This type is suitable for situations where it is necessary to display the value of two sensors as if they were one sensor. There are usually two reasons for this: either an old sensor has been replaced with a new one, and reports should contain information for both the old and new sensor intervals, or there are two sensors on the unit at the same time, but one of them occasionally displays an error, and at this moment it is necessary to display the value of the other sensor. Let's consider both cases with examples.

 Example 1

Let's suppose that messages with the following parameters were received from the unit within the reporting interval:

  • adc1, which displays the fuel level in volts according to the previously installed fuel level sensor (the parameter is missing in new messages);
  • param4, which displays the fuel level in volts according to the new fuel level sensor (the parameter is missing in old messages).

It is necessary to set up the sensors so that the report can display data on fuel from both old and new sensors.

In such a case, follow these steps:

  1. Create a Fuel level sensor named FLS (old) based on the adc1 parameter. It is necessary to enter the old calibration table into the FLS (old) calculation table to convert volts to liters.

  2. Create a Fuel level sensor named FLS based on the param4 parameter. It is necessary to enter the new calibration table into its calculation table to convert volts to liters. In the properties of FLS, specify the FLS (old) sensor as a validator and select the Replace sensor with validator in case of error as a type of validation.

This task can be solved using an expression in the Parameter field, namely using the Value availability check operation. To do this:

  1. Create a Fuel level sensor named FLS (old) based on the adc1 parameter. It is necessary to enter the old calibration table into its calculation table to convert volts to liters.
  2. Create a Fuel level sensor named FLS based on the param4|[FLS (old)]. It is necessary to enter the new calibration table into its calculation table to convert volts to liters.
 Example 2

Let's suppose that messages are received from the unit containing the following parameters:

  • fls_rs485, which displays the fuel level in volts according to the installed fuel level sensor;
  • fuel_lvl, which displays the fuel level in liters according to the factory-installed fuel level sensor.

The installed FLS is more accurate, but sometimes it displays an error, and once it happens, the client wants to see the readings of the factory-installed FLS.
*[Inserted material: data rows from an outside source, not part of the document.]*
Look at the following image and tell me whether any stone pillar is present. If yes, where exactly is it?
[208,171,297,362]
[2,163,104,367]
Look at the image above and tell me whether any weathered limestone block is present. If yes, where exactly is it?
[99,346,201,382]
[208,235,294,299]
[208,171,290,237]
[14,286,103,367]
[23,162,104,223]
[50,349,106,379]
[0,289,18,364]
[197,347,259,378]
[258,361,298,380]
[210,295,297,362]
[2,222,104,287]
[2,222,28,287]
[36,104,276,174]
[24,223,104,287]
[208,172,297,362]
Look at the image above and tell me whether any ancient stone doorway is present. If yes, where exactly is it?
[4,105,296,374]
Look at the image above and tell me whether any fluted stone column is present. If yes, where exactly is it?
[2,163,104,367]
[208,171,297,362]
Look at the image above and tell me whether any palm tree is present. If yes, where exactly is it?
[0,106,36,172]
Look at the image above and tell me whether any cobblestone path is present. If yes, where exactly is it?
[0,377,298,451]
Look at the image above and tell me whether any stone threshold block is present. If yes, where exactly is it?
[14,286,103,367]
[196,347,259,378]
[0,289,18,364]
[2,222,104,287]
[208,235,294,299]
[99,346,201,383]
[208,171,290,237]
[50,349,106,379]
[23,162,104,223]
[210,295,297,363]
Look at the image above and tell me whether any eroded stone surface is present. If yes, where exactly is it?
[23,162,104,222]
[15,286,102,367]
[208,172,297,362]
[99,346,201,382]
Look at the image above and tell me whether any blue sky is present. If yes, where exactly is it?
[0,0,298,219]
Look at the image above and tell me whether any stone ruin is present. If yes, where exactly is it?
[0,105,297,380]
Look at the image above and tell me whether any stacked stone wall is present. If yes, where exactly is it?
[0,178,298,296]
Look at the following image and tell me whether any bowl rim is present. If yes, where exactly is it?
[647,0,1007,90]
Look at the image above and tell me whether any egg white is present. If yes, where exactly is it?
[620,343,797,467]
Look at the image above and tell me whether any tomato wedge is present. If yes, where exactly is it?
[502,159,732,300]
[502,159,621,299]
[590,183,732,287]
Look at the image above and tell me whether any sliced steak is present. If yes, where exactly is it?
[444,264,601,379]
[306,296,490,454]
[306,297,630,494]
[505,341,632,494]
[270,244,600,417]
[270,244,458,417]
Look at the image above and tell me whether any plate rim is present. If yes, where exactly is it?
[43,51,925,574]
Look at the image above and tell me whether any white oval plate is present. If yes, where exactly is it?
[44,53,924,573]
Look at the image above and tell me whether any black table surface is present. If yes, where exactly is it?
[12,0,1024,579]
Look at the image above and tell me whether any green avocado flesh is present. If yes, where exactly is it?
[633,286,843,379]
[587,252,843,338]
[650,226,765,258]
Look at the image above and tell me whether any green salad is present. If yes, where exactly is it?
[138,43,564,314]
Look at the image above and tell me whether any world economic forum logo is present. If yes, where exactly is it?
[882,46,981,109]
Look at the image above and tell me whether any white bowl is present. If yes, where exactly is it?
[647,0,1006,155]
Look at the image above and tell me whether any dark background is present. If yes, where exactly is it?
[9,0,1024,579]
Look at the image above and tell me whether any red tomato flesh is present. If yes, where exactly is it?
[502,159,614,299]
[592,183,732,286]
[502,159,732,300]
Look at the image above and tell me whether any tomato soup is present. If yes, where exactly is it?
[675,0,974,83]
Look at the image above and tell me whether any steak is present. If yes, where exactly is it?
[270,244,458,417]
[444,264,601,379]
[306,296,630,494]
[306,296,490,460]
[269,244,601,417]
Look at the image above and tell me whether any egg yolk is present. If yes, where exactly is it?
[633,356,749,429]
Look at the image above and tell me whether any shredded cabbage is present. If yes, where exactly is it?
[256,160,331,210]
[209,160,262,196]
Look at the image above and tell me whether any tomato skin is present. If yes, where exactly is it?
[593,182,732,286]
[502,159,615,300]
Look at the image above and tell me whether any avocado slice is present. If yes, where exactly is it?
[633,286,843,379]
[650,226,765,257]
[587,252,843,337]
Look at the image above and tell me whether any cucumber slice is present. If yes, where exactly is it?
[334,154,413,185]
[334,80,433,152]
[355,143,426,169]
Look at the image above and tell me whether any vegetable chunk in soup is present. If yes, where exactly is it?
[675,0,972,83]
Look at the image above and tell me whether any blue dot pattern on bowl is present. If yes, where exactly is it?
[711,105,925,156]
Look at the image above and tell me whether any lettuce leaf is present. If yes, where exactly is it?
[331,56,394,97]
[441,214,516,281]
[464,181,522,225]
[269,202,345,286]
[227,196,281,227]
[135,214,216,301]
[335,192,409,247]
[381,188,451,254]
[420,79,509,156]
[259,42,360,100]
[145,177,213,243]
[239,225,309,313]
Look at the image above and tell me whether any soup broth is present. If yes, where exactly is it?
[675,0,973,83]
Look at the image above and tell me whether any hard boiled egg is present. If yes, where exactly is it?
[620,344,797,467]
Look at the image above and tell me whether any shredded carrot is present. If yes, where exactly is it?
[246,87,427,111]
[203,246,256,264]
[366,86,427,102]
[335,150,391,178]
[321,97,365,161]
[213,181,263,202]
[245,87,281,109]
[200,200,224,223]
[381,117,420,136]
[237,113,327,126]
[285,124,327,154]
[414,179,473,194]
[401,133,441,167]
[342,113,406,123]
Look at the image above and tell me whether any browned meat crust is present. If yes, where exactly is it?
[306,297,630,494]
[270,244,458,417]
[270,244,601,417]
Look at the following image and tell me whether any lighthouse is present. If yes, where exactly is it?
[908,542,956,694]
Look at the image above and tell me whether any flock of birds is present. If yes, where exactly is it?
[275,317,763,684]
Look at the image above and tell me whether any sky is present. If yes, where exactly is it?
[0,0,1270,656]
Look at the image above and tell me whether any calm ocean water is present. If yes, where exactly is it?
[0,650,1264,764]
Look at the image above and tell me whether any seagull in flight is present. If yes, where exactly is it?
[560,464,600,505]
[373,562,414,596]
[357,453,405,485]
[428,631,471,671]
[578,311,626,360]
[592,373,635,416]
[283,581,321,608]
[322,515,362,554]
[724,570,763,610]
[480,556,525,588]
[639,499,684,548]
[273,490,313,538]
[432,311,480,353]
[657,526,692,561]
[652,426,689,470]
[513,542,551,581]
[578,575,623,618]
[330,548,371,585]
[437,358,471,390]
In this case, it is necessary to follow the next steps:

  1. Create a Custom sensor named Factory-installed FLS based on the fuel_lvl parameter.
  2. Create a Fuel level sensor named FLS based on the fls_rs485 parameter. It is necessary to enter a calibration table into the FLS calculation table to convert volts to liters. In the properties of FLS, specify the Factory-installed FLS sensor as a validator and select Replace sensor with validator in case of error as the type of validation.

Logical validation

This group includes 4 types of validation:

  • Logical AND and Logical OR, which work with logical values (in Wialon they are called digital, that is, On/Off or 1/0);
  • Math AND and Math OR, which work separately with each bit of numbers.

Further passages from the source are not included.